Embedding MCP in a Host Application

@contentrain/mcp is distributed as a standalone package so it can be embedded in any Node.js host — a hosted CMS, a CI runner, a custom agent driver, an internal tool. This guide walks through the shapes that integration can take and the primitives you'll touch.

Studio (contentrain.io) is the canonical consumer; the patterns below describe what Studio does and what third parties should do to match it.

What you're embedding

@contentrain/mcp ships three pieces you plug together:

A RepoProvider — Local / GitHub / GitLab (or your own). Wraps whatever git backend you're targeting.
An McpServer — the MCP JSON-RPC surface with every Contentrain tool the provider can satisfy registered (19 core + 5 media on media-capable providers).
A transport — stdio (for IDE agents) or HTTP (for hosted / remote drivers).

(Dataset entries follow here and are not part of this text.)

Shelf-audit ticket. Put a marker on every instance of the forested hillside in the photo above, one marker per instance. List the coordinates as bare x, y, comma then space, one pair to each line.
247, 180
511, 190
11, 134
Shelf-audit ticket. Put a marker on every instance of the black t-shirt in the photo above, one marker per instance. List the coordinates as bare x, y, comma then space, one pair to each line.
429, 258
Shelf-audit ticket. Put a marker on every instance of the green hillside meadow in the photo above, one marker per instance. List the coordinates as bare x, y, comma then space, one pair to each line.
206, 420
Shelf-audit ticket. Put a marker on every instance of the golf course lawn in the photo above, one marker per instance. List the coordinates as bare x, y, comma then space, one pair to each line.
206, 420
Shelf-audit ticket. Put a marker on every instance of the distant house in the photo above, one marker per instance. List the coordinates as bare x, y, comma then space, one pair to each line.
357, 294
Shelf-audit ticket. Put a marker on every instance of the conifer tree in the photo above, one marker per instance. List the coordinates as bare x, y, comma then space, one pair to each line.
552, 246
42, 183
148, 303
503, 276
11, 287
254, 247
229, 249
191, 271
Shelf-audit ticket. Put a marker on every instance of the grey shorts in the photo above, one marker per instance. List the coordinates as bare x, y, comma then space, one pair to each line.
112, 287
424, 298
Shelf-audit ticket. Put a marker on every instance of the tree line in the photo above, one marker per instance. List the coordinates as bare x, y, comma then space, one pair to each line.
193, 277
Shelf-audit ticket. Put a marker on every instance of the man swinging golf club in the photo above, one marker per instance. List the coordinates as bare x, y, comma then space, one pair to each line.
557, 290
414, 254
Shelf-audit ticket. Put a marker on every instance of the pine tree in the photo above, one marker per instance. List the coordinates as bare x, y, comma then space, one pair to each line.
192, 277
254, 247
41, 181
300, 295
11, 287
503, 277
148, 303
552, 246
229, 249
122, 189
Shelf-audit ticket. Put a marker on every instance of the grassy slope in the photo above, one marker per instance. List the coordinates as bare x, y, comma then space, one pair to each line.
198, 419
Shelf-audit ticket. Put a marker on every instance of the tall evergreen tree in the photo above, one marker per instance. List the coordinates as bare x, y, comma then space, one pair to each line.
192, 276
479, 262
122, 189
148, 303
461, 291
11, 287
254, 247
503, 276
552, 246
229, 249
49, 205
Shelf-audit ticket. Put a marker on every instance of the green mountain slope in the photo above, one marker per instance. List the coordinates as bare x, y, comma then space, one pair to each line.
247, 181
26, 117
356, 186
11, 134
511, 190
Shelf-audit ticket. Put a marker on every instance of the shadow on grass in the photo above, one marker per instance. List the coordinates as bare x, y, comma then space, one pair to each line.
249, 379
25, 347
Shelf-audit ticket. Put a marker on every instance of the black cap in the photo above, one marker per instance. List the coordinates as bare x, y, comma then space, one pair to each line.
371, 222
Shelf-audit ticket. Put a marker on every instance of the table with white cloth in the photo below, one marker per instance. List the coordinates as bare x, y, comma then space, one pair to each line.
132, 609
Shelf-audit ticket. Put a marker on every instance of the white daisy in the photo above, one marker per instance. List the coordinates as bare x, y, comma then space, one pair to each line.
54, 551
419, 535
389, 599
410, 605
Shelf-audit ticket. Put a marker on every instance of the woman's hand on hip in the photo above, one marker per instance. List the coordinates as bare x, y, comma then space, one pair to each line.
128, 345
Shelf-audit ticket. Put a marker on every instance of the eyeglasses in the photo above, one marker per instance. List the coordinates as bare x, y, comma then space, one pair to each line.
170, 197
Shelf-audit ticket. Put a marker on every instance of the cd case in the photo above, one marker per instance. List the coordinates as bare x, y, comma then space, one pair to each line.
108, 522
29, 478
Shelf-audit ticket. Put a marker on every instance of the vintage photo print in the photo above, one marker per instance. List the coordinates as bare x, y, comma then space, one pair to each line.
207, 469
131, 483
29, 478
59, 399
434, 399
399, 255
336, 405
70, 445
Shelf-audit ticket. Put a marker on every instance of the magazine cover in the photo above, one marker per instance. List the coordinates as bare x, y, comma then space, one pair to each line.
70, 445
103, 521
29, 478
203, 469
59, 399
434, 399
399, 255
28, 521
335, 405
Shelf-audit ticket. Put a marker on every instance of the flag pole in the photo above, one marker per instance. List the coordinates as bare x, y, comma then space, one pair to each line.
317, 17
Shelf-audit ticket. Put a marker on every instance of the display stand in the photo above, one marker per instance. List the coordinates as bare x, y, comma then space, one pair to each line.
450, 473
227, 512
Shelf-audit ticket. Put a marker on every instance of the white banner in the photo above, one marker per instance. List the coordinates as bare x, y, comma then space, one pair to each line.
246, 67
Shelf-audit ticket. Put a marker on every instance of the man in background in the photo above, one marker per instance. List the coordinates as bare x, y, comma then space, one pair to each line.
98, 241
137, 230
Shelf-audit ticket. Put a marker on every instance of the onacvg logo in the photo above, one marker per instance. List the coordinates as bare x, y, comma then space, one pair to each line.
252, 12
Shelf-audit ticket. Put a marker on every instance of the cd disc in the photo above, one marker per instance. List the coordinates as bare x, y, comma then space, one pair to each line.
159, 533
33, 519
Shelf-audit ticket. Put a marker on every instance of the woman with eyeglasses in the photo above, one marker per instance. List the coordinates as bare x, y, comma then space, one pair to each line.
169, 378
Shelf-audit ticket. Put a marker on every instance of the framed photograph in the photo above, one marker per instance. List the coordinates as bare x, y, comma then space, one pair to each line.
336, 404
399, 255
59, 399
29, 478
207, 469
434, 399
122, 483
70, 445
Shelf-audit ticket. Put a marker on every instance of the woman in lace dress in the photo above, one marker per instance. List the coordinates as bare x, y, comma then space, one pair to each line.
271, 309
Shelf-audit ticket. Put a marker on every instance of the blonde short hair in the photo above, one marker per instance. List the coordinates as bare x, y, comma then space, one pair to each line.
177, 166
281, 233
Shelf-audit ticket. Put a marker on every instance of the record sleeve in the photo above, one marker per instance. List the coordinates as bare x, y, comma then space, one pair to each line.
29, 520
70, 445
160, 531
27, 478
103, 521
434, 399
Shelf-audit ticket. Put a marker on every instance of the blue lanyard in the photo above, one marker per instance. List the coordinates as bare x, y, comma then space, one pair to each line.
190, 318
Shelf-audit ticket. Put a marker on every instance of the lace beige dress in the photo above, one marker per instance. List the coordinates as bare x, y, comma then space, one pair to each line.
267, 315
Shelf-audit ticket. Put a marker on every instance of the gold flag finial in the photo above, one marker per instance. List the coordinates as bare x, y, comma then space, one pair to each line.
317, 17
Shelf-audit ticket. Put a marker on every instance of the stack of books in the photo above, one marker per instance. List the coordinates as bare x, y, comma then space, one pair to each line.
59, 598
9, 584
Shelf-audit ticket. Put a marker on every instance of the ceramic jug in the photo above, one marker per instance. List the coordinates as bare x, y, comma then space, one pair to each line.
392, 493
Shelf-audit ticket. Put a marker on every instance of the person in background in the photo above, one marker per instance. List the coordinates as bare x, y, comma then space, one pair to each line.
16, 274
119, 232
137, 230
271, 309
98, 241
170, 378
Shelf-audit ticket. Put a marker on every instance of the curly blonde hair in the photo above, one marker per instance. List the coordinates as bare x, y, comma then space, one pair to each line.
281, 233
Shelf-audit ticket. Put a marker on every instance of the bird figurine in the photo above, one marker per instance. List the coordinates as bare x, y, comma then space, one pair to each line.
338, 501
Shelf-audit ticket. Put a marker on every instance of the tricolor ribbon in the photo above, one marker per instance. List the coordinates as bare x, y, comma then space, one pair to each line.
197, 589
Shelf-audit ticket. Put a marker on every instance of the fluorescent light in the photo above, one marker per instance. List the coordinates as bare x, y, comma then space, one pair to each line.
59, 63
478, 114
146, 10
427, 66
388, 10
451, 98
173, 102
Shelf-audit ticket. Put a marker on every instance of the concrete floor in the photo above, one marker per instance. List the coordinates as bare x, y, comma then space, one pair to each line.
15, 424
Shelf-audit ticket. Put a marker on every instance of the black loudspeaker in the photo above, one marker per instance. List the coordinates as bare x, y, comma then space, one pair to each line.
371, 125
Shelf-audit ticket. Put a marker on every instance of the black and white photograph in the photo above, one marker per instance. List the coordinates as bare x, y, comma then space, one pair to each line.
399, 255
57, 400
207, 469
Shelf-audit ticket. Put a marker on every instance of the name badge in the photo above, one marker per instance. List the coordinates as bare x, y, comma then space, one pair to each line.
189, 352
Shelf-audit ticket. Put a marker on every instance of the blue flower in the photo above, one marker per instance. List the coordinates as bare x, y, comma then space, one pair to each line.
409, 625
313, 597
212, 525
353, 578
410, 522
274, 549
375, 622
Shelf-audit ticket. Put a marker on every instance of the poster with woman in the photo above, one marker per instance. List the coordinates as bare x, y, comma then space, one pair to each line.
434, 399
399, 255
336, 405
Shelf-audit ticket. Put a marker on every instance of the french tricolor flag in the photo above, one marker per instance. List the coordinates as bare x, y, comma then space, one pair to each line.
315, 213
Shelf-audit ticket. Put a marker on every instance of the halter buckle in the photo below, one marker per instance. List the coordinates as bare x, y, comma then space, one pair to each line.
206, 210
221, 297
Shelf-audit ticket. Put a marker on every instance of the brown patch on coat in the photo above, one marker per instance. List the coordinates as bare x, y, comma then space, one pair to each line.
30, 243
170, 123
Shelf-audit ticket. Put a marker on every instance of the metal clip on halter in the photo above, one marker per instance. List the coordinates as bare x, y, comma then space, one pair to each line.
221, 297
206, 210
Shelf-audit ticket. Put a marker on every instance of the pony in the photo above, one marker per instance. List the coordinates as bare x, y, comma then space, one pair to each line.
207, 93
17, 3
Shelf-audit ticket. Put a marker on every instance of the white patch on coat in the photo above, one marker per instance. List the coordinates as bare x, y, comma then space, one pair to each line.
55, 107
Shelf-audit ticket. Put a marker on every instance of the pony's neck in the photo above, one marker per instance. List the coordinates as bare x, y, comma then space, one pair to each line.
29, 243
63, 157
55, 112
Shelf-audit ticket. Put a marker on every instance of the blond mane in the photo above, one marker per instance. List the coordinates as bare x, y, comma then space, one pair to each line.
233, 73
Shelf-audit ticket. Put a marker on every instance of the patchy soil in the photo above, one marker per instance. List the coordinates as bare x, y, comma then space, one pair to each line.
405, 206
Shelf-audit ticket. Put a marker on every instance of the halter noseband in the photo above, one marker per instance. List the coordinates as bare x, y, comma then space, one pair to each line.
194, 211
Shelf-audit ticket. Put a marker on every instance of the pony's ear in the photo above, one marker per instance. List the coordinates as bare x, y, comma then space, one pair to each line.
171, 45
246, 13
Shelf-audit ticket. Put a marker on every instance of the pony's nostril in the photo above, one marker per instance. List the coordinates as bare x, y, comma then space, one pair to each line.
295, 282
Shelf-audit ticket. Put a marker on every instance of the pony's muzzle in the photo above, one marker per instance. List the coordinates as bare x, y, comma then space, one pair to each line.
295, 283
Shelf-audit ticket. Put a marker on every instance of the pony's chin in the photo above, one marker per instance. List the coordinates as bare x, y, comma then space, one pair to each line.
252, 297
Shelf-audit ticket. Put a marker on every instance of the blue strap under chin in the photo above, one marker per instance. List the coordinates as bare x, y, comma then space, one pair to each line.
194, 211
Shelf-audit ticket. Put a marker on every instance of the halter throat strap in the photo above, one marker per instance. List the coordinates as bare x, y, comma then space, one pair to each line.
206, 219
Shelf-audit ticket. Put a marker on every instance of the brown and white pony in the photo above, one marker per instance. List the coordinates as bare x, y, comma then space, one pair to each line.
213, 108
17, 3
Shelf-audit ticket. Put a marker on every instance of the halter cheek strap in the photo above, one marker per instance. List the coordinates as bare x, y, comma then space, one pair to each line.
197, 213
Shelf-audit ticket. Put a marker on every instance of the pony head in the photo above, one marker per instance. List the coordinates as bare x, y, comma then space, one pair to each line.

The three are orthogonal. Mix them freely.

Installation

bash

pnpm add @contentrain/mcp @contentrain/types

Remote providers ship as optional peers — install only the ones you'll use:

bash

# For GitHub-backed sessions
pnpm add @octokit/rest

# For GitLab-backed sessions
pnpm add @gitbeaker/rest

A pure-LocalProvider embedding (just wrapping a working tree) needs neither peer.

Construction recipes

1. Stdio + LocalProvider (IDE agents)

import { createServer } from '@contentrain/mcp/server'
import { StdioServerTransport } from '@modelcontextprotocol/sdk/server/stdio.js'

const server = createServer('/path/to/project')
const transport = new StdioServerTransport()
await server.connect(transport)

createServer also accepts an options object — createServer({ provider, projectRoot?, instructions? }) — where instructions overrides the MCP server instructions string advertised to clients.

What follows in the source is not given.